4  The random walk hypothesis

The Random Walk Hypothesis is closely related to the Efficient Markets Hypothesis. It states that stock price changes are independent of each other and have the same probability distribution, making future movements unpredictable based on past movements. Technical analysis (analysing chart patterns and past trading data) should not provide any advantage in predicting future prices

This aligns with the weak form of the Efficient Markets Hypothesis, which states that prices already reflect all information contained in the history of past trading.

4.1 Statistical foundations

In a true random walk, the best predictor of tomorrow’s price is today’s price plus a random error term:

P_{t+1} = P_t + \mu + \epsilon_t

Where:

  • P_{t+1} is the price at time t+1
  • P_t is the price at time t
  • \mu is the drift term (expected return)
  • \epsilon_t is a random error term with mean zero

The drift term is included due to the historical observation that equity markets tend to have positive expected returns over long periods. The drift term represents factors like economic growth, inflation, and the risk premium demanded by investors.

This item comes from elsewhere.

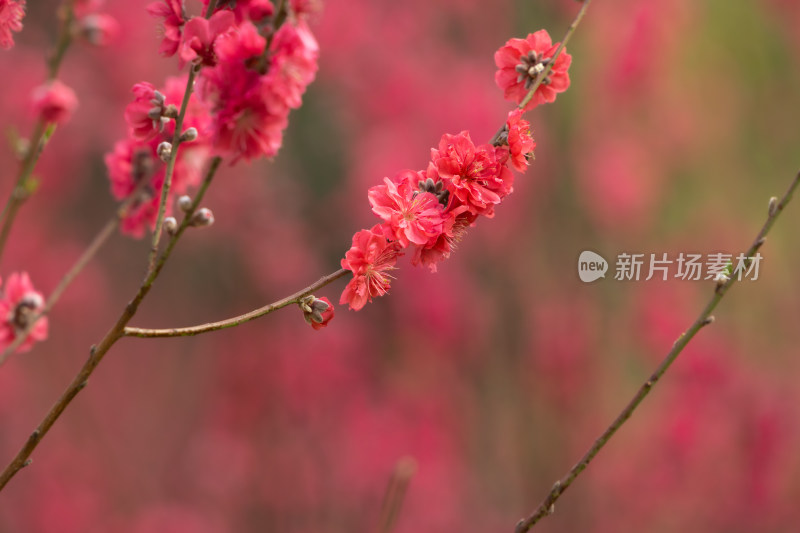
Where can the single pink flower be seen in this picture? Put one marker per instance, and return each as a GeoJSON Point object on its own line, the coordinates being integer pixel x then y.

4.2 Early empirical evidence

One of the most influential early studies supporting the Random Walk Hypothesis was conducted by Maurice Kendall and Hill (1953). Examining UK stock and commodity prices, Kendall expected to find regular price cycles but instead discovered that price changes appeared random. He found almost zero correlation between price movements on consecutive days.

In his famous work, Burton Malkiel (2020) popularised this concept through a thought experiment: a blindfolded monkey throwing darts at the financial pages could select a portfolio that would do just as well as one carefully selected by experts.

4.3 Tests of randomness

Several statistical tests can determine if a series of price changes follows a random walk:

  1. Serial correlation tests: Measure correlation between consecutive price changes
  2. Runs tests: Analyse sequences of consecutive price increases or decreases
  3. Variance ratio tests: Compare variances of returns across different time intervals

4.4 Implications for investors

If markets truly follow a random walk:

  • Technical analysis should not outperform simple buy-and-hold strategies
  • Timing the market is impossible
  • Passive investment strategies should perform as well as active management (although the costs of active management strategies often make active strategies underperform)

This does not mean investors cannot earn positive returns. Rather, it suggests that finding consistent ways to beat the market through analysis of past price movements alone is unlikely.